Clinicians may be unwilling to refer participants for additional follow-up tests not part of usual clinical practice.

Clinical guidelines can change and affect tests forming part of trial follow-up.

Follow-up tests and procedures can be different for participants, depending on their test results during the trial.

Follow-up for a patient can vary from further imaging, surgery, histology of sample from surgery to follow-up of primary care records.

Follow-up may require collaboration across clinics or healthcare settings.

Follow-up in participants with no disease may require follow-up through primary care, patient contact or national databases.

Adverse effects or harms

Can be difficult for clinical staff to understand which AE in the clinical pathway should be recorded as relevant to the trial.

Discussion of AE relevant to the trial needs careful definition differentiating AE from the test itself or AE in patient pathway alternation by use of the test.

AE can be caused by consenting a patient for testing within a trial.

Informed consent may make participants more aware of the range of diagnoses from tests than discussed in clinical practice. Trial participation may also prompt more discussion about diagnostic uncertainty from current tests.

Diagnostic impact

Measuring the impact of tests on patient management.
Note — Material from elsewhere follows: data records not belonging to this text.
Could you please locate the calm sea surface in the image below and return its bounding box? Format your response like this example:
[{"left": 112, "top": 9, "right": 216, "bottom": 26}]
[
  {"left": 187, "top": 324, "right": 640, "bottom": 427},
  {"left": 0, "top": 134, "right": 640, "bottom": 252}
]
Patient management decisions can be captured within diagnostic accuracy trials. The highest level of evidence is from an RCT of using tests as an intervention, but alternative designs reporting patient management decisions instead of patient outcomes can, for some tests, provide important evidence on test impact faster and at a lower cost.

Understanding the incremental benefit of a particular test within a complex patient pathway is difficult.

Separating a test to measure its individual impact can become artificial.

Understanding what difference in diagnostic accuracy or diagnostic confidence is required to change clinical practice.

Often adding a test into a test pathway has an incremental value on certainty or timing of diagnosis.